Covid tests for lorry drivers entering UK

London, UK: From April 6, lorries visiting England from outside the UK (and the Common Travel Area) for more than two days will need to take a Covid test within 48 hours and one every 72 hours after that.

Transport Secretary Grant Shapps said the move was to “ensure we keep track of any future coronavirus variants of concern”.

Rod McKenzie, managing director of policy and public affairs at the Road Haulage Association, said: “Given that testing infrastructure exists and works well now in the UK and there isn’t extra pressure on the supply chain or facilities, the RHA believes this will work.”

Labour MP Yvette Cooper, who chairs the Home Affairs Committee, argued that the instruction for tests should have been introduced earlier: “April 6 is nearly two weeks after I raised it with the Prime Minister and he resisted. It is nearly two months after concerns were first raised on the South African variant spread in France and over three months since testing was introduced for hauliers leaving the UK.”
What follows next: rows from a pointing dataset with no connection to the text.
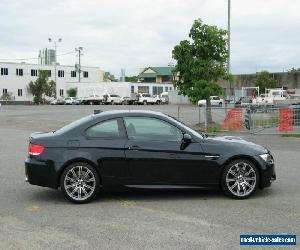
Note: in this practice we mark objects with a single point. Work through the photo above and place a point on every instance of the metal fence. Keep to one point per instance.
(256, 120)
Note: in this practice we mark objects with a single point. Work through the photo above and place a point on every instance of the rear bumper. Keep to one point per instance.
(41, 173)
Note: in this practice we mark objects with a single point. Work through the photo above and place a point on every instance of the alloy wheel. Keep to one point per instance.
(241, 179)
(79, 183)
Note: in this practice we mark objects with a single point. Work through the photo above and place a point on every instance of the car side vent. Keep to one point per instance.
(97, 111)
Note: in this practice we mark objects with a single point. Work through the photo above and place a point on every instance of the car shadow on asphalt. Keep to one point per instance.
(135, 195)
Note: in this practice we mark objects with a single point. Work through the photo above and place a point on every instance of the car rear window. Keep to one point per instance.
(73, 125)
(106, 129)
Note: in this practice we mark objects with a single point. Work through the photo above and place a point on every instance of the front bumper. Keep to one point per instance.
(41, 173)
(267, 175)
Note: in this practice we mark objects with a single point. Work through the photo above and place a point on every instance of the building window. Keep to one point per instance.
(19, 72)
(73, 73)
(61, 73)
(20, 92)
(157, 90)
(34, 72)
(4, 71)
(143, 89)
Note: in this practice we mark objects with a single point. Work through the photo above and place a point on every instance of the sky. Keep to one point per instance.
(133, 34)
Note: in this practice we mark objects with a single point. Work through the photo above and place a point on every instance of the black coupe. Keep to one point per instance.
(143, 149)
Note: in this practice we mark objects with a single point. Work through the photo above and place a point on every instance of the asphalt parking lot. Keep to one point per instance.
(33, 217)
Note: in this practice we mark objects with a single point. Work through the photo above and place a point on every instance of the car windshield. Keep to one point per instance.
(191, 131)
(72, 125)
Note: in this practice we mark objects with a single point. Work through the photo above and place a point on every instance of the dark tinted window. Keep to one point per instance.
(106, 129)
(147, 128)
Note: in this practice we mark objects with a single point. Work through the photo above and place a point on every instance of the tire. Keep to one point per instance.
(80, 182)
(235, 176)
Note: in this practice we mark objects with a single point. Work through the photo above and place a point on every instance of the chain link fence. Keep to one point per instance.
(256, 120)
Sarah Laouadi, European policy manager, Logistics UK said: “It is vitally important to protect the UK and it’s highly interconnected supply chain from the threat of new Covid19 variants, and the nation as a whole. Rapid testing of drivers on arrival in the UK will provide additional confidence that businesses can be supplied safely.

“However, it is worth remembering that drivers are, by the nature of their jobs and thanks to contactless delivery procedures, a very low risk category – as has been borne out by the testing carried out on drivers since the start of the pandemic where only 0.1% of them have tested positive for Covid-19.

Any testing regime must be proportionate and not discriminate against those who are tasked with keeping British businesses and consumers stocked with the goods and services they need. We would urge the government to maintain a watching brief on the testing regime to ensure it remains appropriate and reacts to the situation on the ground.”